Facebook made waves on Wednesday when it announced that Russia had actually spent… 73p ($0.97) on ads to influence the Brexit referendum. The US internet giant revealed the figures after the Electoral Commission delved into Russia’s alleged Brexit collusion. In total, three adverts from the Kremlin-backed Internet Research Agency were seen just 200 times during the entire two-month campaign period. So potentially as much as 0.0006 percent of the electorate saw them.
Matt Goodwin, an international relations expert, told RT that it is “very unlikely” based on that evidence, that any Russia-linked Facebook accounts or so-called Twitter “bots” played any significant role in Britain’s EU referendum.
The latest piece of evidence “really adds up to this story by completely undermining the claim that Russia-backed Facebook ads somehow duped thousands of voters into voting for Brexit,” he noted.
When asked about the Electoral Commission probe, Prime Minister Theresa May told parliament in November that the UK government takes “very seriously issues of Russian intervention, or Russian attempts to intervene, in electoral processes or in the democratic processes of any country.” Was there a need for an investigation given that May said the “influence” did not change the results of the vote in any case?
Goodwin said there are at least two answers to this question. “One is that every democracy needs to investigate any allegations of involvement by other powers in their democratic decisions,” he said.
“But there is another reason, which is that for many Remainers, I think, it has been a very difficult 18 months trying to make sense of what happened at the 2016 referendum. Trying to understand that most of those who voted for Brexit did so because they actually wanted to leave the EU, and instead of sort of brainstorm this idea that perhaps they were manipulated.
“Perhaps they were influenced by sort of external powers.
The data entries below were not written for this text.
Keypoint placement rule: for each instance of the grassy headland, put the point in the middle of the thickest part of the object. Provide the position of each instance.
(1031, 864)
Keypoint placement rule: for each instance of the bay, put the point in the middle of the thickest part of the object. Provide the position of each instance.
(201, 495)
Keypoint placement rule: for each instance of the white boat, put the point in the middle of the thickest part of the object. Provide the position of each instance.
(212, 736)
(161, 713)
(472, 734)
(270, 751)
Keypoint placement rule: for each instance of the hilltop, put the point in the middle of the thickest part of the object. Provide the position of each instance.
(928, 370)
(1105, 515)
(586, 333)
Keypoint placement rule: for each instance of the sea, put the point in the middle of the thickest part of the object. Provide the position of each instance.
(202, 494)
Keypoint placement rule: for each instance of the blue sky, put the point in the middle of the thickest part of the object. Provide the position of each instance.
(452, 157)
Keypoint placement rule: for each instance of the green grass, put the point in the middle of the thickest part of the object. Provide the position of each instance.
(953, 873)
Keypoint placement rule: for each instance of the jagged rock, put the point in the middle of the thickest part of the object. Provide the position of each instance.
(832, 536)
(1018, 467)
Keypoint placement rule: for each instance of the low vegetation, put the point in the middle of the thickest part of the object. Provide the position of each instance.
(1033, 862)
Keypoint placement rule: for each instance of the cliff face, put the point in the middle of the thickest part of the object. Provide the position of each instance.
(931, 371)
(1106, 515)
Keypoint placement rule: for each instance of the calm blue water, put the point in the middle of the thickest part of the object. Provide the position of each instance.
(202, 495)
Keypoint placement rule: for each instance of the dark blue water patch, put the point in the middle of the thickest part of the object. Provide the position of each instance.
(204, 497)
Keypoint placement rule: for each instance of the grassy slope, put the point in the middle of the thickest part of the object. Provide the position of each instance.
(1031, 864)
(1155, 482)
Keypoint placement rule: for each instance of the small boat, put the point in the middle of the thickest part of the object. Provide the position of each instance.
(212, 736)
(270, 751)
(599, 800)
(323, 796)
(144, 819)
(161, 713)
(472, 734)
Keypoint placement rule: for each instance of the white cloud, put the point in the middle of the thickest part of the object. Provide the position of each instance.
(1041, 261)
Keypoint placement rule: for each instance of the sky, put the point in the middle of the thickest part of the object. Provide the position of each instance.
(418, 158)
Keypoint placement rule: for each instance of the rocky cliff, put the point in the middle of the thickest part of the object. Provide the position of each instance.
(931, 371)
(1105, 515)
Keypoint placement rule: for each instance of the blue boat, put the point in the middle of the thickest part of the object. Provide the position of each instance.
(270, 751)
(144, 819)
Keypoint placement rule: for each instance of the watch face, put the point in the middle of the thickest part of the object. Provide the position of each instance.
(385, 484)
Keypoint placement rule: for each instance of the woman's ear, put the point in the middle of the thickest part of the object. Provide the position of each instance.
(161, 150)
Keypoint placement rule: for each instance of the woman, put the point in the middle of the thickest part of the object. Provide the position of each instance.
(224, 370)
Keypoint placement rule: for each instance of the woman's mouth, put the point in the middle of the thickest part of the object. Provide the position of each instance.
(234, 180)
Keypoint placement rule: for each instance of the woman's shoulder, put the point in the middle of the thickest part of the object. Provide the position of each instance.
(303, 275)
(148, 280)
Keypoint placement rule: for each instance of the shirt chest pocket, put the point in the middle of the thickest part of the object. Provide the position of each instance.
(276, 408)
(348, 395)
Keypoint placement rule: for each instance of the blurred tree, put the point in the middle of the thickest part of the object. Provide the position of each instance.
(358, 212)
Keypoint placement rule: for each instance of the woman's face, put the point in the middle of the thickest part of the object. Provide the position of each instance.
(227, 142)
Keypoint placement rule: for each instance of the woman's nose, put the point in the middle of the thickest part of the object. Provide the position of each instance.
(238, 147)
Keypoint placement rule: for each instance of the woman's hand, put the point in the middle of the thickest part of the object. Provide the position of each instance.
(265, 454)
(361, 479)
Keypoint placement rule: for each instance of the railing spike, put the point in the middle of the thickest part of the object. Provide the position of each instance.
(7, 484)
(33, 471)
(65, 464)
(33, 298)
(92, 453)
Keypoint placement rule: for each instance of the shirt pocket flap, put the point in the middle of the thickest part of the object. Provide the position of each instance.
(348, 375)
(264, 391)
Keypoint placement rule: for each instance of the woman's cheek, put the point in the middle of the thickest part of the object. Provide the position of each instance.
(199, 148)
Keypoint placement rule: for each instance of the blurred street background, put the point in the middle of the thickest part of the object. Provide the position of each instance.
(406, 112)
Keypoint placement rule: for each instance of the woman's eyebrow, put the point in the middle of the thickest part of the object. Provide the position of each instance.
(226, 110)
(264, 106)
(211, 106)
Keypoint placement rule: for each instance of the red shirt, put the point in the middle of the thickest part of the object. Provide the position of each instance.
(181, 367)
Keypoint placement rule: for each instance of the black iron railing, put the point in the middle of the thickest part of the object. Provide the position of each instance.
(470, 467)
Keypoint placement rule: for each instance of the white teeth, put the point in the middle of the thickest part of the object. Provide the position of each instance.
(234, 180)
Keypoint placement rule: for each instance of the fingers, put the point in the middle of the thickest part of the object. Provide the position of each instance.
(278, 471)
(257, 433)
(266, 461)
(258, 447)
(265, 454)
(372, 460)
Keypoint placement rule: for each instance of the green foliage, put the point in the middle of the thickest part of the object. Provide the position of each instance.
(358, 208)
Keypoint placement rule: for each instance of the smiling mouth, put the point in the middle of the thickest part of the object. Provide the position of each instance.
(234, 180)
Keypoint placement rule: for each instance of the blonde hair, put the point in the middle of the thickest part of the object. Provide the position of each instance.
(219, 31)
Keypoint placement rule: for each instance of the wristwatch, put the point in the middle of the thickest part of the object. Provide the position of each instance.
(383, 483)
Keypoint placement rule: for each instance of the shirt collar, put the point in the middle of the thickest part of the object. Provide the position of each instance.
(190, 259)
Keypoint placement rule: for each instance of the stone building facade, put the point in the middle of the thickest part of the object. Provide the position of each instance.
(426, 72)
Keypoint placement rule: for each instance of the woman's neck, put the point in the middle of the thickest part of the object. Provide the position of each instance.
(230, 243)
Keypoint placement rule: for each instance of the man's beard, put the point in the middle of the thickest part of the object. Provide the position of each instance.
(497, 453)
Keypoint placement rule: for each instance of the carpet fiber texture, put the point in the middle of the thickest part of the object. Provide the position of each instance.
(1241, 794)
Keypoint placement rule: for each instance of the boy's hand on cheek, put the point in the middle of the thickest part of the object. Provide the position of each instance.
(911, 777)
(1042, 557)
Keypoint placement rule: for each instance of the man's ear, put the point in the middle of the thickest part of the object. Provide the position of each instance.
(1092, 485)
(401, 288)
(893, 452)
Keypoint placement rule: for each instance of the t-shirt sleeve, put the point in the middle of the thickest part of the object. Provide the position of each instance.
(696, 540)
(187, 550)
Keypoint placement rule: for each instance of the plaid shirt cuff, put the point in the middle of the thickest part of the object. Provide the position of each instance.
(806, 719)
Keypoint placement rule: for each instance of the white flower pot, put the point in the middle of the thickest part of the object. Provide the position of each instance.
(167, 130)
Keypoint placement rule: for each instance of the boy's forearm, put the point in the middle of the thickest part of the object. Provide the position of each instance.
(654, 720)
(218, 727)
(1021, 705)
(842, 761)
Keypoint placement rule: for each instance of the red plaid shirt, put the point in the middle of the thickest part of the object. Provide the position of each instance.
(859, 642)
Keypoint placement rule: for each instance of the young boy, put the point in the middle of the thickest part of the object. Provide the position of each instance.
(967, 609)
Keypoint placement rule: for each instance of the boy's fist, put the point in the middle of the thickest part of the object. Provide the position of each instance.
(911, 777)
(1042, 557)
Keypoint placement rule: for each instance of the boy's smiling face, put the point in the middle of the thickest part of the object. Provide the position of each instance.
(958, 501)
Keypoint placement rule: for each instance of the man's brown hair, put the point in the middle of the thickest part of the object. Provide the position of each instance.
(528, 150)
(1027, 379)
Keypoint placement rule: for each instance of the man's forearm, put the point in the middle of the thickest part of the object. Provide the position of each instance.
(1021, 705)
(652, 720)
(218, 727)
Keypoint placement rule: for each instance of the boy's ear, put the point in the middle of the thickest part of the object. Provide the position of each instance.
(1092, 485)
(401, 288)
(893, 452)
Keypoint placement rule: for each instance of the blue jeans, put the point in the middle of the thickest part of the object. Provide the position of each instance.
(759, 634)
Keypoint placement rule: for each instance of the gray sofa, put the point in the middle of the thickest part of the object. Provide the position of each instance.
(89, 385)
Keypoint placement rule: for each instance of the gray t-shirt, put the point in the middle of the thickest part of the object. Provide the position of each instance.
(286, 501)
Surely, they could not have made up their own minds based on the available evidence that they had, and I think many – particularly on a sort of more kind of liberal end of the spectrum – have really been pushing this idea that Russia had somehow encouraged the vote for Brexit in a big way; and it clearly doesn’t, in my view, stand up to the evidence that we have which points in a very different direction.”
The million-dollar question now, according to Goodwin, is if it wasn’t Russia, then what did lead people to vote for Brexit?
“I think those on the more extreme end of the Remain spectrum will continue to look for this kind of mysterious force that must have manipulated people into voting this way. The reality, of course, is that most of those who voted for Brexit did so for pretty coherent, clear reasons: they wanted national sovereignty back, they wanted to control immigration. But there is a large chunk, I think, of the British commentary that struggles to accept that this vote was grounded in instrumental, coherent reasons,” he added.